The inability of desert locust adults to eject bitter defensive secretion from thorax in response to disturbance as seen in other two grasshoppers is the clear-cut clue for public and farmers in differentiating them from other two grasshoppers. This point should be given due attention, that needs no insect taxonomist even for dispelling the doubts amid public.

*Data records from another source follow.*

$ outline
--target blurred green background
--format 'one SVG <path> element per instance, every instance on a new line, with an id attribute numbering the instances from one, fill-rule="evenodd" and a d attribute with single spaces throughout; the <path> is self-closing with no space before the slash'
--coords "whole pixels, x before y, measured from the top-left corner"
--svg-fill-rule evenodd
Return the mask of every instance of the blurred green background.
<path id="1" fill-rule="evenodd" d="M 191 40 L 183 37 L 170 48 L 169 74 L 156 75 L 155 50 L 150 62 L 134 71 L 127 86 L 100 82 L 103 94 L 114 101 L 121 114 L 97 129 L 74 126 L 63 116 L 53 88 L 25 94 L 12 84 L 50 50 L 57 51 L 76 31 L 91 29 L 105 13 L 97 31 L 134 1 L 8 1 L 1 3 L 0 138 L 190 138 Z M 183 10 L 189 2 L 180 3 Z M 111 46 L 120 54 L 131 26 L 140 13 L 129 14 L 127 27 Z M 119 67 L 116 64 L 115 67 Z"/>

FAO has long-standing expertise in monitoring Desert Locust populations and cooperating affected countries to cope with this international pest. FAO issues Desert Locust Bulletin every month by Desert Locust Information Service (DLIS). DLIS continuously monitors the global Desert Locust situation, weather and ecology to provide early warning based on survey and control results from affected countries combined with remote sensing, historical data and models. It advises on details of preemptive actions undertaken by member countries in preventing locust spread. The bulletin is supplemented by alerts and continual updates during desert locust activities. The general public and agencies involved with locust management activities can assess relevant information (inclusive identification of locust) through FAO portal www.fao.org/ag/locusts.

Spotted coffee and Aak grasshoppers should not be confused with locust.  Desert locust is true pestiferous trans-boundary pest with migratory nature. A clear understanding on these grasshoppers will help us in avoiding unnecessary panics and wastage of public funds in managing those insect pests that never warrants international assisted monitoring and preventive strategies, like required in locust.